Retrieving Soil Moisture States Using Streamflow Assimilation
Christoph Rudiger, Jeffrey P. Walker, Jetse D. Kalma, Garry R. Willgoose, and Paul R. Houser
It has been shown that soil moisture has an important impact on seasonal to interannual climate prediction through evapotranspiration controls, especially in heavily forested areas like the Amazon. Hence, it is important that the land surface component of climate models have an accurate initialisation of soil moisture. While remote sensing of soil moisture holds much promise for near-surface soil moisture measurement, and root zone soil moisture retrieval when assimilated into a land surface model, its application to such heavily forested areas is limited. This is due to the masking effect of dense vegetation canopies on remote sensing signals. However, soil moisture also has a strong impact on streamflow, through its control on baseflow and partitioning of rainfall into infiltration and runoff.
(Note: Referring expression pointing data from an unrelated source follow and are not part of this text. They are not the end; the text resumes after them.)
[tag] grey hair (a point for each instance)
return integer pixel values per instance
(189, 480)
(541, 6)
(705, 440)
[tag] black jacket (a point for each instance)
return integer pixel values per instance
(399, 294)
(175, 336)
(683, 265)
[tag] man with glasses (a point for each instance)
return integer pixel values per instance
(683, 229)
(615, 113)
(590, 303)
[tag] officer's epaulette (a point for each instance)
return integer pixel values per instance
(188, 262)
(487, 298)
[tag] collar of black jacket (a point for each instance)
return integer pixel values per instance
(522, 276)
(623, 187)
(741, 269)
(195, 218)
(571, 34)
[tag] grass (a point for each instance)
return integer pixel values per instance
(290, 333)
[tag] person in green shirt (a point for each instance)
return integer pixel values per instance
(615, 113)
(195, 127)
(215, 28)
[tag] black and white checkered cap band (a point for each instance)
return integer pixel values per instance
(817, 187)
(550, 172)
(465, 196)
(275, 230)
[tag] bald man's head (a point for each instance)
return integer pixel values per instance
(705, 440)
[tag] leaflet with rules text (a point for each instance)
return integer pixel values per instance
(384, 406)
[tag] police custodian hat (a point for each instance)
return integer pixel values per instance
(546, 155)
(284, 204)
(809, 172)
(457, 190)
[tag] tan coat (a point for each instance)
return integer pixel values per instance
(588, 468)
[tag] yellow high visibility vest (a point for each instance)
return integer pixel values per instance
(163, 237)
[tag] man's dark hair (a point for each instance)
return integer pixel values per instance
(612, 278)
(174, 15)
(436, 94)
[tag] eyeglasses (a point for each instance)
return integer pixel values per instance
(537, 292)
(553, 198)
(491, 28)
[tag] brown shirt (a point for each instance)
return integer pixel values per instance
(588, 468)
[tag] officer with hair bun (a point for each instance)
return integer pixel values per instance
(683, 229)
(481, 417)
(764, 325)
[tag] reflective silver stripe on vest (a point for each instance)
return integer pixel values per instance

Thus the use of streamflow data to constrain model predicted soil moisture is a potentially viable alternative to near-surface soil moisture remote sensing. This research demonstrates this potential using a synthetic twin-experiment. The study is based on typical conditions for both a semiarid and humid environment, using the catchment-based land surface model used by NSIPP (NASA Seasonal to Interannual Climate Prediction Project). First we produce a "truth" dataset which provides the streamflow observations and soil moisture validation data. Second, we make an "openloop" simulation where only the initial soil moisture states have been degraded to represent our lack of knowledge on soil moisture. We then assimilate streamflow observations from the truth run into the degraded simulation, in order to retrieve back the true initial soil moisture states. The results shown from this demonstration are for single subcatchments of much larger catchments, so that runoff routing could be ignored. Future research will include larger nested catchments interconnected via a routing model.